Materials and Methods
Subjects
SABOR is a National Cancer Institute, Early Detection Research Network sponsored Clinical Validation Center comprised of more than 3,700 San Antonio area male residents without a prior PCa diagnosis. Participation in the study involves annual screening with serum PSA and DRE, as well as referral to biopsy for identification of PCa for high risk participants with PSA exceeding 2.5 ng/ml, abnormal DRE or a family history of PCa. The 12-core ultrasound guided biopsy was performed on the majority of the participants. From the SABOR cohort a nested case-control population was selected, comprising 250 PCa cases with serum PSA measured at or within 2.5 years before diagnosis, and 250 mean age matched and proportion African-American matched controls with at least 5 years of followup with no PCa detection. Serum samples for controls were taken at the first visit. Through this sampling plan controls were not necessarily biopsy confirmed negative (19.4% of controls and 47.8% of high risk controls were biopsy confirmed) and cases included screen detected PCa.
Specimens and Laboratory Analysis
Informed consent approved by the institutional review board at the University of Texas Health Science Center at San Antonio was obtained for each SABOR participant. Participants had blood drawn in an 8 ml red top Vacutainer® tube before DRE at each visit. Whole blood was allowed to clot for 30 minutes at room temperature before serum was separated by centrifugation for 15 minutes at 10C, distributed into approximately 1 ml aliquots and immediately frozen at −80C. Samples were thawed and distributed into smaller aliquots. A set of serum samples was provided to Beckman Coulter, Inc. (Chaska, Minnesota) to measure or compute several isoforms and transformations of the isoforms, including freePSA, [−2]proPSA, %freePSA (freePSA/PSA×100), %[−2]proPSA ([−2]proPSA/[10×freePSA]) and phi ([−2]proPSA/freePSA×√PSA).

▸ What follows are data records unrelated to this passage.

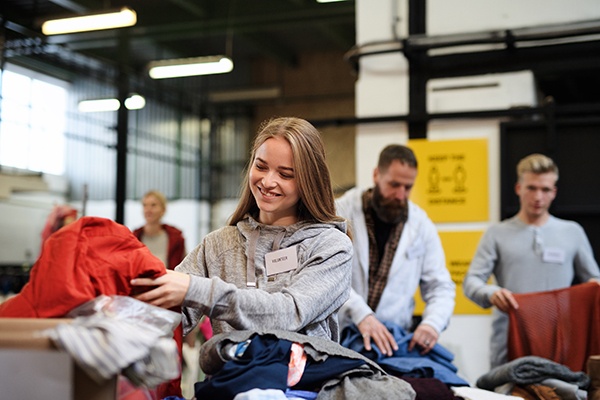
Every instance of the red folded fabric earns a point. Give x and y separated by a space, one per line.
559 325
79 262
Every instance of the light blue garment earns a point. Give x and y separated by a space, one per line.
261 394
300 394
437 363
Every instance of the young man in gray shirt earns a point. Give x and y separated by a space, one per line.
530 252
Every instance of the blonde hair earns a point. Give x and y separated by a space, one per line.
538 164
159 196
310 171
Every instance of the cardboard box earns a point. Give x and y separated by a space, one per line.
31 367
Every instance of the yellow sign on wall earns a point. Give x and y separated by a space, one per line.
459 248
452 184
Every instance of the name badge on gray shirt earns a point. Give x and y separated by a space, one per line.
282 260
553 255
415 251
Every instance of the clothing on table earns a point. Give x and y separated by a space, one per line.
419 262
176 247
437 363
560 325
431 389
333 370
122 335
305 299
528 370
265 365
525 258
82 260
469 393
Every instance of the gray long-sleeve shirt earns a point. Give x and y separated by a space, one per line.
304 300
523 259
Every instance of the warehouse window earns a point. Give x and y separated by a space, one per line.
32 122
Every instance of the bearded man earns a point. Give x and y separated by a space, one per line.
396 249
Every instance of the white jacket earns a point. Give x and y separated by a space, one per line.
419 262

The commercially available freePSA assay and the research use only [−2]proPSA assay use dual monoclonal antibodies in sandwich assay formats with chemiluminescent detection. A set of serum samples was used to measure DKK1 using the enzyme-linked immunosorbent assay (ELISA) method as previously described by Tian et al.2 A set of serum samples was used to measure NEM by a displacement ELISA using monoclonal antibody NEM3.3 A total of 20 blinded duplicate samples (10 cases, 10 controls) were randomly mixed among the samples for quality control analysis of the individual markers.
Sample Size and Power
A total of 224 cases was necessary to achieve 80% power to detect a difference between a sensitivity of 40% for PSA reported from prior studies without verification bias4 and an estimated improved sensitivity of 58% for a new marker, using the midpoint method based on McNemar’s test with a Bonferroni correction for a type I error of 0.05.5 The number of subjects identified for study was inflated to 250 cases and 250 controls. Of the 500 subjects 26 (23 cases, 3 controls) were excluded from analysis due to various laboratory test flags and missing data. The remaining 474 subjects (227 cases and 247 controls) provided an adequate number of cancer cases (more than 224) to ensure sufficient power to detect an increase of 18% or more in the sensitivity of a new marker compared to PSA at a cut point which achieves 80% specificity.
Analysis
Spearman’s correlation coefficient (corr) was calculated to examine the reproducibility of the biomarkers in 20 blinded duplicate samples. Descriptive statistics were used to summarize patient and biomarker characteristics, as well as all clinical risk factors for PCa.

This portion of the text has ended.